`nearest_neighbors` on average of relational vectors?
marckohlbrugge opened this issue · 2 comments
This is in part a more generic question about embeddings and vectors, but I'm curious how it would apply to neighbor
specifically.
Let's say I have a table of paragraphs
, each with their appropriate embeddings
.
Each paragraph
belongs_to :chapter
.
How can I use neighbor
to find the nearest chapter for a given embedding?
It's my understanding (but I'm not 100% sure of this), that you could simply take the average of the paragraph embeddings for a given chapter, to get the embedding of that chapter. (e.g. if you were to calculate the embedding vectors for the whole chapter text, you'd end up with the same embeddings as averaging the embeddings of each individual paragraph).
For example I tried the following, but nearest_neighbors
isn't defined on ActiveRecord::Relation
Chapter.joins(:paragraphs).nearest_neighbors("AVG(paragraphs.embedding)", [0.9, 1.3, 1.1], distance: "euclidean").first
Hey @marckohlbrugge, you'll need to store the embeddings on chapters.
I'm not an expert in this area, but you could try averaging to see how it goes. Another idea would be to use the same approach that generated the paragraph vectors.

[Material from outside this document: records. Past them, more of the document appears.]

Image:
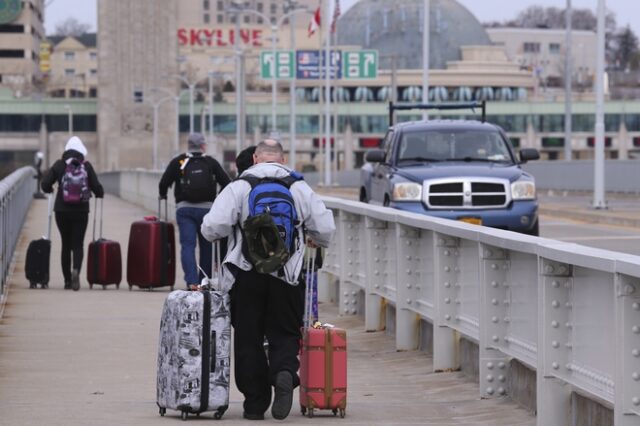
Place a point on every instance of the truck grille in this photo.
(467, 193)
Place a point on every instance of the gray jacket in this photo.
(230, 210)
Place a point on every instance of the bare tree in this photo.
(71, 27)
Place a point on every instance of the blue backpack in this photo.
(269, 232)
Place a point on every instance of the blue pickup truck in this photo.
(456, 169)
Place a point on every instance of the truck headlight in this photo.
(407, 191)
(523, 190)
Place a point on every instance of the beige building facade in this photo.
(74, 67)
(21, 31)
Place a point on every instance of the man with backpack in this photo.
(268, 214)
(76, 179)
(195, 177)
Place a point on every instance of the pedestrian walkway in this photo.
(89, 357)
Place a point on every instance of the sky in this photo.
(485, 10)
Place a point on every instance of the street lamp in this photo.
(70, 118)
(156, 106)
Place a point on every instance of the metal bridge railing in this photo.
(569, 312)
(16, 193)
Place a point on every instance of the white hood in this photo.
(76, 144)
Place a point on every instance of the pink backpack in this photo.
(75, 182)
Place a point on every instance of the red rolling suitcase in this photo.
(151, 256)
(323, 362)
(104, 260)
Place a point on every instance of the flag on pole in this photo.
(336, 14)
(315, 22)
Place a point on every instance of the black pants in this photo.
(72, 227)
(262, 305)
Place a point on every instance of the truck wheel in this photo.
(363, 195)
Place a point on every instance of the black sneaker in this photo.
(75, 280)
(253, 416)
(283, 390)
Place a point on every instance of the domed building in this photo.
(395, 27)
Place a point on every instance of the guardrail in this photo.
(16, 193)
(569, 312)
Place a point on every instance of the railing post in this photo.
(494, 315)
(627, 375)
(554, 326)
(446, 292)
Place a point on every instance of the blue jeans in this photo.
(189, 220)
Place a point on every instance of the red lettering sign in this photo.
(218, 37)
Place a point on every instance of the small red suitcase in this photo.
(323, 371)
(104, 260)
(323, 359)
(151, 255)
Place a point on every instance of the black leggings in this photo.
(72, 226)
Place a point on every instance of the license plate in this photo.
(472, 220)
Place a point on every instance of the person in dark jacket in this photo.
(71, 218)
(192, 206)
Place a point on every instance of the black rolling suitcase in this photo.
(39, 255)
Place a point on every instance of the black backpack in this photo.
(197, 181)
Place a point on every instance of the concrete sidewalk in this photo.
(89, 357)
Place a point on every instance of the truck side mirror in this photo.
(375, 156)
(528, 154)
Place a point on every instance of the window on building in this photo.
(11, 53)
(11, 28)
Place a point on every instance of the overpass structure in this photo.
(552, 326)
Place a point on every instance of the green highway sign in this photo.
(284, 64)
(360, 64)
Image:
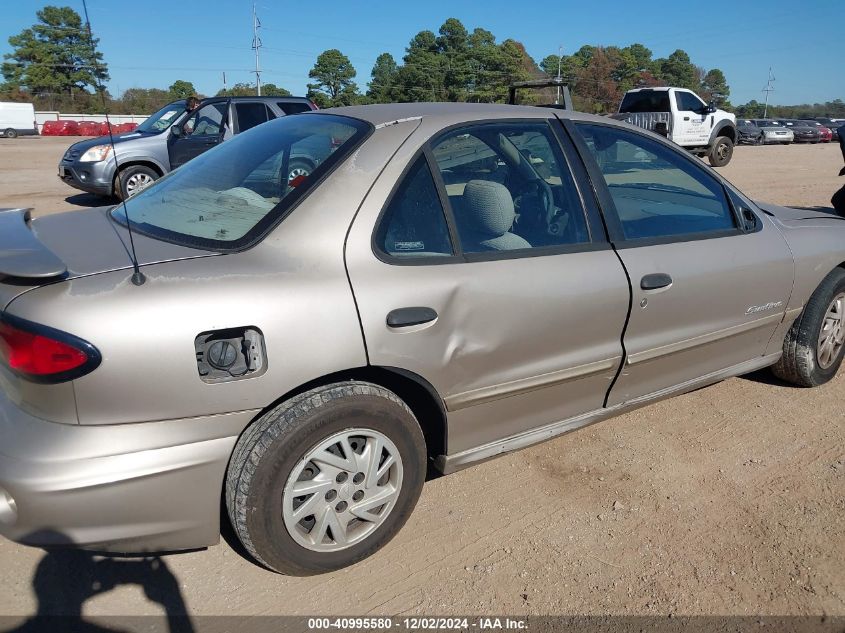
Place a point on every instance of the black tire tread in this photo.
(797, 365)
(258, 437)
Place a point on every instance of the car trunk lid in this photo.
(34, 252)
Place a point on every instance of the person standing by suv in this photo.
(191, 104)
(841, 134)
(838, 199)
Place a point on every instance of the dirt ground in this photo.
(728, 500)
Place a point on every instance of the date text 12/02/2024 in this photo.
(415, 624)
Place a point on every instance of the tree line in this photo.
(56, 65)
(458, 65)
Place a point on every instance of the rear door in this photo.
(201, 131)
(478, 265)
(709, 287)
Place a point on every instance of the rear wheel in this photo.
(721, 152)
(133, 179)
(814, 346)
(326, 478)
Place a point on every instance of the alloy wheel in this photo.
(832, 334)
(136, 182)
(342, 490)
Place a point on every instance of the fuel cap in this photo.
(222, 354)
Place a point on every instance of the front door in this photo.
(485, 277)
(691, 119)
(709, 287)
(201, 131)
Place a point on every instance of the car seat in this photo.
(487, 218)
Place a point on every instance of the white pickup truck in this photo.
(682, 116)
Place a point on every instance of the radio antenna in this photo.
(138, 277)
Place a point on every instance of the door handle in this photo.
(406, 317)
(655, 281)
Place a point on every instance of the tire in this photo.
(285, 448)
(803, 362)
(721, 152)
(133, 179)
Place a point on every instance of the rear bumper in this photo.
(153, 486)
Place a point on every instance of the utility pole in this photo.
(769, 88)
(256, 45)
(559, 60)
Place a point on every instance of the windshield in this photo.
(162, 119)
(230, 196)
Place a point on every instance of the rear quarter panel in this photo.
(292, 286)
(818, 246)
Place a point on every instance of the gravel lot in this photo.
(728, 500)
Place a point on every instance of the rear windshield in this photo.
(230, 196)
(646, 101)
(162, 119)
(293, 108)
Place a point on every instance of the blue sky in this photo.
(155, 42)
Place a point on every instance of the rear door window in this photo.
(509, 188)
(250, 114)
(207, 121)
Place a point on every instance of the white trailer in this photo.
(17, 119)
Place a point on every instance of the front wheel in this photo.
(133, 179)
(326, 478)
(721, 152)
(814, 346)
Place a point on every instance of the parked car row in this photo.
(84, 128)
(786, 131)
(125, 164)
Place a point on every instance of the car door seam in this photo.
(349, 230)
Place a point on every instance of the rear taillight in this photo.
(43, 354)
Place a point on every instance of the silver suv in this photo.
(167, 139)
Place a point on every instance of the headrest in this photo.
(489, 207)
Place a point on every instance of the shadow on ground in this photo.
(766, 377)
(90, 200)
(829, 210)
(66, 578)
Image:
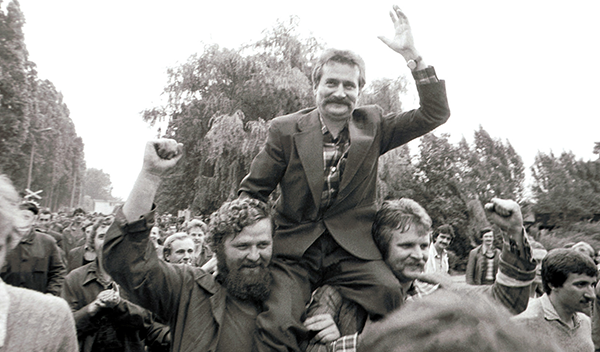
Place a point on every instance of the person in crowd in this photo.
(442, 322)
(438, 254)
(44, 224)
(84, 254)
(205, 313)
(325, 161)
(29, 320)
(73, 235)
(538, 252)
(585, 248)
(558, 316)
(179, 249)
(483, 261)
(105, 318)
(401, 232)
(35, 262)
(198, 229)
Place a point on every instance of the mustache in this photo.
(335, 100)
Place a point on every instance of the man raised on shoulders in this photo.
(325, 161)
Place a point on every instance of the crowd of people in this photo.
(324, 269)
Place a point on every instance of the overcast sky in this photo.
(526, 71)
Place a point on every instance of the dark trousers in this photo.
(370, 283)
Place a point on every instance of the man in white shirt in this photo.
(438, 255)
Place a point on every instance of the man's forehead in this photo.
(575, 277)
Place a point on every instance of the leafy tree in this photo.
(223, 95)
(14, 97)
(97, 184)
(27, 107)
(566, 189)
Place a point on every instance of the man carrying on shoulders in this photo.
(401, 232)
(205, 313)
(325, 161)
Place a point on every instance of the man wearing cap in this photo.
(35, 262)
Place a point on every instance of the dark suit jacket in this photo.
(293, 158)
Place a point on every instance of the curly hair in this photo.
(232, 217)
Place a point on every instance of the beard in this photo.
(254, 287)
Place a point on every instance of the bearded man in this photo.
(206, 313)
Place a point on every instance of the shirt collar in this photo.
(4, 305)
(325, 130)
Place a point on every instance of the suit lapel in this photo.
(309, 144)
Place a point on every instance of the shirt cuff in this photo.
(516, 268)
(142, 225)
(425, 76)
(345, 343)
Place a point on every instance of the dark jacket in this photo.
(293, 158)
(188, 298)
(476, 264)
(35, 263)
(122, 328)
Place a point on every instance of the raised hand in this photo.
(402, 42)
(161, 155)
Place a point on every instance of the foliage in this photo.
(34, 121)
(566, 189)
(225, 96)
(97, 185)
(573, 233)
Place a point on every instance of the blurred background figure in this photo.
(35, 262)
(29, 320)
(179, 249)
(482, 265)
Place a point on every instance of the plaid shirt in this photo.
(335, 151)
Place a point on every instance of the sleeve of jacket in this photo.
(267, 168)
(471, 267)
(399, 128)
(130, 259)
(56, 270)
(84, 322)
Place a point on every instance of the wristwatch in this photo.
(413, 63)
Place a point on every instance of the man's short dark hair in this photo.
(445, 229)
(346, 57)
(560, 262)
(232, 217)
(172, 238)
(31, 206)
(442, 322)
(485, 230)
(398, 214)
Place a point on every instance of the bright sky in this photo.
(526, 71)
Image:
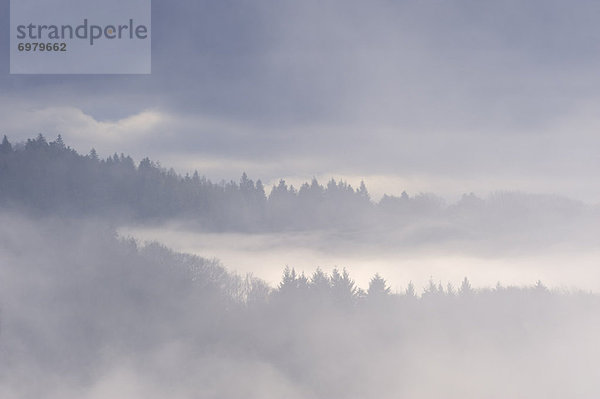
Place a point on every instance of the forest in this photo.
(86, 313)
(39, 176)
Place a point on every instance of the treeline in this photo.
(86, 306)
(50, 177)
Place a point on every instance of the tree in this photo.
(465, 288)
(378, 287)
(5, 147)
(343, 288)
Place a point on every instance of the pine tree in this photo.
(5, 147)
(378, 287)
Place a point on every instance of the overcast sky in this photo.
(439, 96)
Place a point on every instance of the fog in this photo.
(565, 265)
(125, 279)
(85, 314)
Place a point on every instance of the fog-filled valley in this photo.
(129, 280)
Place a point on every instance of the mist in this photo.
(88, 314)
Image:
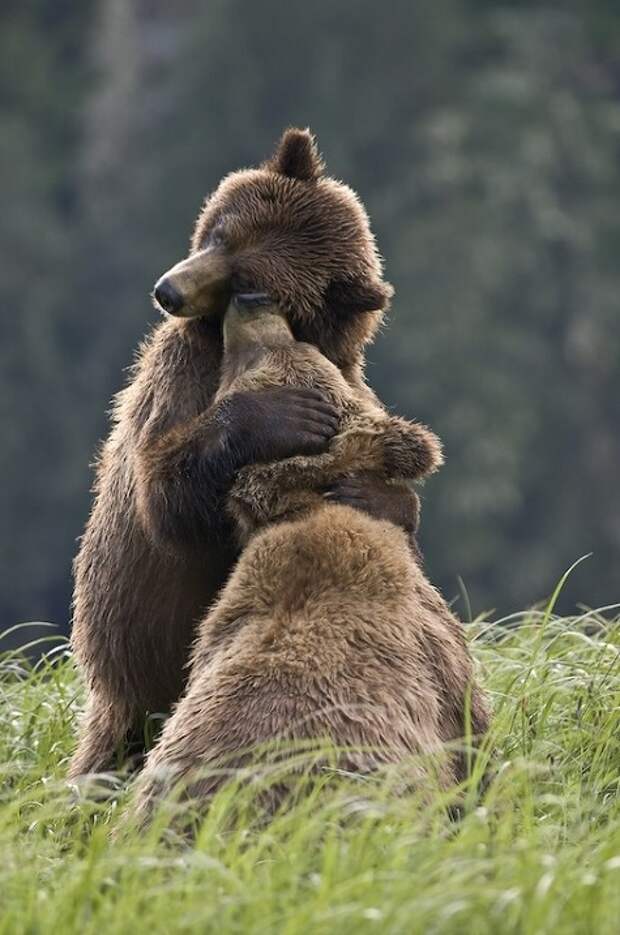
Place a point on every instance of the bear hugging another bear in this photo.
(223, 451)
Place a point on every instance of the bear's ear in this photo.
(297, 156)
(359, 295)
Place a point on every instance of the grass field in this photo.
(539, 854)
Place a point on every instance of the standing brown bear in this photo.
(159, 544)
(327, 628)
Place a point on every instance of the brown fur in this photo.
(327, 628)
(158, 545)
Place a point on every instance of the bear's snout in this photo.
(197, 286)
(166, 295)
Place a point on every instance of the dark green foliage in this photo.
(484, 139)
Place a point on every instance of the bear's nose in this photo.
(168, 296)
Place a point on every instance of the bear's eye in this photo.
(217, 237)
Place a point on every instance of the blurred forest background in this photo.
(485, 141)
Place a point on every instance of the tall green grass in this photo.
(538, 853)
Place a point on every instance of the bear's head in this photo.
(290, 231)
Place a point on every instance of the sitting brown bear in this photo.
(159, 543)
(327, 627)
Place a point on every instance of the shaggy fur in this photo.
(159, 545)
(327, 627)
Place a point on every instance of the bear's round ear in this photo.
(297, 156)
(359, 295)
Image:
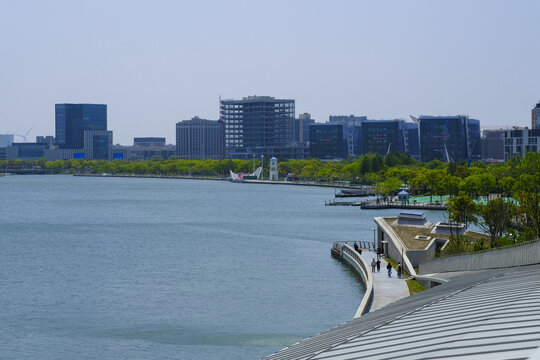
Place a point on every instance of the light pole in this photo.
(262, 167)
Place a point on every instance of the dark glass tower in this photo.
(260, 125)
(72, 120)
(449, 138)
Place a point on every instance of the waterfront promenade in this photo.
(385, 290)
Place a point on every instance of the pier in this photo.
(374, 205)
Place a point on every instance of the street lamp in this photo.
(262, 167)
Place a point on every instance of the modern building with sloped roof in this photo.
(493, 314)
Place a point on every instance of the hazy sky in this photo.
(155, 63)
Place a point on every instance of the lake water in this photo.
(116, 268)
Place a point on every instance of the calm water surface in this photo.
(97, 268)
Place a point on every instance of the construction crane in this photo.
(25, 135)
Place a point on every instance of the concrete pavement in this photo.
(385, 290)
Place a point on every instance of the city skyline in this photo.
(157, 65)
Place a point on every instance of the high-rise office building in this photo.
(383, 136)
(259, 125)
(98, 145)
(412, 141)
(199, 139)
(149, 142)
(449, 138)
(493, 144)
(520, 141)
(352, 128)
(301, 128)
(535, 117)
(351, 120)
(328, 141)
(6, 140)
(72, 120)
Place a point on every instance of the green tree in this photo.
(497, 217)
(388, 186)
(462, 209)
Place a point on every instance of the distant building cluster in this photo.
(256, 126)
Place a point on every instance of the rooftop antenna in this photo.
(25, 135)
(448, 158)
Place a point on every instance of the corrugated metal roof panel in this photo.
(487, 315)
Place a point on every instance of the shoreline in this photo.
(263, 182)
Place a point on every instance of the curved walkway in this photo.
(385, 290)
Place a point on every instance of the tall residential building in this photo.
(493, 144)
(449, 138)
(199, 139)
(73, 119)
(520, 141)
(535, 118)
(259, 125)
(328, 141)
(412, 140)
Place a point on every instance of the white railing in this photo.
(361, 266)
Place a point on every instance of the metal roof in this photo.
(483, 315)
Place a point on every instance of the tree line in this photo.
(517, 182)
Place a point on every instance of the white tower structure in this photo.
(273, 169)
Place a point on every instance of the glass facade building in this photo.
(449, 138)
(98, 145)
(412, 141)
(382, 136)
(258, 125)
(535, 117)
(199, 139)
(71, 120)
(328, 141)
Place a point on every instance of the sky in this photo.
(155, 63)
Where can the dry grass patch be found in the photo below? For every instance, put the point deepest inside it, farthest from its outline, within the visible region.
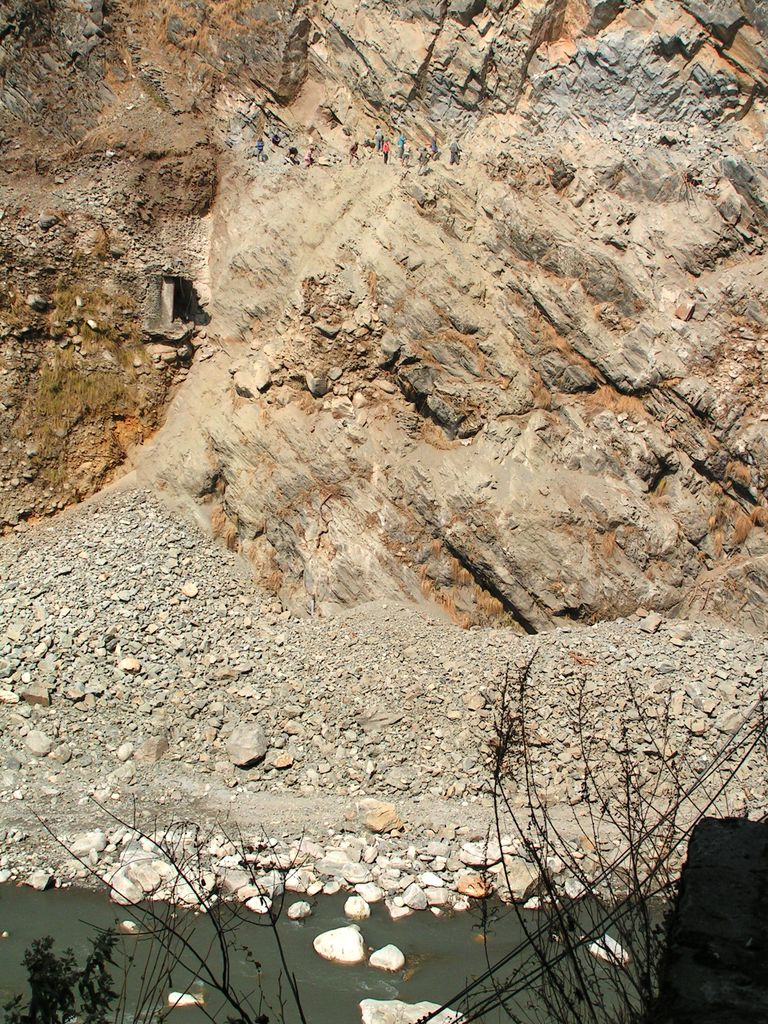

You could also use LDA to generate embeddings from scratch for each chapter (with something like Tomoto).
Also, you'll likely want to use cosine distance (and set normalize: true
if using cube):
Chapter.nearest_neighbors(:embedding, [0.9, 1.3, 1.1], distance: "cosine").first
Thanks @ankane, this is very helpful.
Averaging the vectors seems to provide relevant results, so I'll go with that.
Will also switch to "cosine"
👍